Los dones ocultos con los que la vida nos sorprende

En algunas ocasiones la vida nos da un don que nunca nos imaginamos que teníamos, un talento con el que nos topamos de casualidad y que se presenta de repente para sacudir nuestra vida por completo.  

Este es el caso de la talentosísima mexicana Rebeca Olvera quien es soprano, solista desde el 2007 de la Ópera de Zúrich y la primera mujer mexicana en cantar en el festival de Salzburgo. Ha compartido escenario con grandes de la ópera como Plácido Domingo y realizado giras con José Carreras, por solo mencionar una parte de su trayectoria.  

Rebeca Olvera descubrió por azares del destino que tenía una voz prodigiosa y hoy sin jamás imaginarlo, conquista al mundo con su impresionante voz y nos comparte todos los aprendizajes que ha tenido de esta gran experiencia y aventura en el mundo de la ópera a pesar de que parecía que su destino era ser comunicóloga. 

«Cuando tienes un futuro asegurado, una ruta trazada con una propuesta de trabajo, empezar desde cero renunciar a los años de entrega y a tanto estudiar para que al final ese título o meta se intercambien por la aventura y algo desconocido, con poco contacto sin conocer a nadie, ni el ambiente, estar en otra ciudad llena de miedos y dudas la decisión es difícil», nos comparte la cantante.

Para ella fue algo sorpresivo porque a pesar de que la música estuvo presente en su vida desde pequeña, fue hasta los últimos semestres de su carrera, en la Universidad de las Américas en Puebla, que en un concurso de aficionados descubrió su talento, una voz de soprano que tenía escondida en lo más profundo de su ser y que requirió de un pequeño empujón para mostrarse al mundo. 

«Cuando me dijeron que tenía voz de soprano, yo me la creí», nos dice Rebeca. Un compañero de la universidad la escuchó cantar y la introdujo al mundo de la ópera y fue así como se enamoró del escenario –y también de él, Federico J. Ituarte es ahora su esposo y padre de sus hijas– fue esa persona que creyó en su talento y la impulsó para descubrir ese don que tenía oculto.  

Rebeca descubrió que era su verdadera vocación cuando se dio la oportunidad de explorar el camino y se convenció de que era su pasión cuando vio resultados, pero sobre todo cuando sintió el enorme placer de estar en el escenario.  «Hay una pregunta que siempre me hago, aunque suene fatalista ¿Qué es lo peor que puede pasar?

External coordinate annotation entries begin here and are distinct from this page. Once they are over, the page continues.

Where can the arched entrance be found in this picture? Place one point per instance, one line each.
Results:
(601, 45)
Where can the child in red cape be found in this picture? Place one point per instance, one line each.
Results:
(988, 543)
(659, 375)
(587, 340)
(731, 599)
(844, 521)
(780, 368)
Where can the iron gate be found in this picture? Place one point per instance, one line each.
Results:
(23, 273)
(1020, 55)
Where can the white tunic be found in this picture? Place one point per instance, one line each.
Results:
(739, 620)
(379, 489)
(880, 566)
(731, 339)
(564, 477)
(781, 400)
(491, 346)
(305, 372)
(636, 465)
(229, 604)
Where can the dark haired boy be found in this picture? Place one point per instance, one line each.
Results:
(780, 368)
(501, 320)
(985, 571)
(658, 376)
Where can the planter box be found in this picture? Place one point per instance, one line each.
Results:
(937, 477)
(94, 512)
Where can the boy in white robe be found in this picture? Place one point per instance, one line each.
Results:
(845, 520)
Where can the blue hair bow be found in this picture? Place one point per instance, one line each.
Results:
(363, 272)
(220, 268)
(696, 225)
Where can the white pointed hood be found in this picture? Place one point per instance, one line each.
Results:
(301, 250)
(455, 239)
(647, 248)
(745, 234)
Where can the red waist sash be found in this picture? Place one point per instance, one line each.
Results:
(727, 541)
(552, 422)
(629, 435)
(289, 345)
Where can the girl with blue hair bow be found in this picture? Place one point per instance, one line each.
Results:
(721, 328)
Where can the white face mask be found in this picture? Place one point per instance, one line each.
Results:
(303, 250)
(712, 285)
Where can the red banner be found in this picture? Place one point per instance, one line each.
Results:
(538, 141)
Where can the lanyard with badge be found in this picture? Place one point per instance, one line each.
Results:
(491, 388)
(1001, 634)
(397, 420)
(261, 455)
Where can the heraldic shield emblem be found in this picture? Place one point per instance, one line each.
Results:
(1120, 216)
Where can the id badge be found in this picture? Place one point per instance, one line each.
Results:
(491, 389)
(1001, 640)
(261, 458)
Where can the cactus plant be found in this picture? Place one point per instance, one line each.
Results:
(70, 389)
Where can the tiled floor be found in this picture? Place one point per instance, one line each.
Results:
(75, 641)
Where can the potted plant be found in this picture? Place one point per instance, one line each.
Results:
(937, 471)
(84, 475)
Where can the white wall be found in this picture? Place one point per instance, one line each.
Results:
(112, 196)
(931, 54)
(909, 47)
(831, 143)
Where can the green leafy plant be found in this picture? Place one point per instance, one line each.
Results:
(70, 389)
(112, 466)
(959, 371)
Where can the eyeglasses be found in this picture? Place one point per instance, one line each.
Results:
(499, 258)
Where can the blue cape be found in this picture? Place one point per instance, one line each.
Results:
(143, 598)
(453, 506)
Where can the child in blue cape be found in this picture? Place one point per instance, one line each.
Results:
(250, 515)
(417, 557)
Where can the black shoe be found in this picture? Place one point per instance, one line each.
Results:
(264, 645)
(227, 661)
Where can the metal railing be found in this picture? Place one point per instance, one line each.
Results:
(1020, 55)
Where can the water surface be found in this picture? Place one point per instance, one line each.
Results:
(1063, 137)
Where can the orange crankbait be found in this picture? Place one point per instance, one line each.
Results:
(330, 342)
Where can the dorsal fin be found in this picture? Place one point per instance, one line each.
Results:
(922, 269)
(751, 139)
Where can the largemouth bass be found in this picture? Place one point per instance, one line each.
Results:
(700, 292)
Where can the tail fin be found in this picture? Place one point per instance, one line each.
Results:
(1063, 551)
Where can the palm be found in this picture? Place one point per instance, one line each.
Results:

No hay nada que perder y mucho que ganar, ser valientes, atreverse y hacer todo lo que está en tus manos. Todo pasa por algo desde la sabiduría universal y si no llegaste a esa meta no significa que no encontrarás algo mejor», nos cuenta.

Para la soprano la vida consiste en encontrar lo que se puede ganar de una experiencia y entre esas ganancias está en no quedarte con las ganas, con lo que hubiera podido pasar, así que ella hace una clara invitación a explorar el camino que te llama, a atreverse y a probar algo que solo desde la experiencia te dirá si es o no tu camino.  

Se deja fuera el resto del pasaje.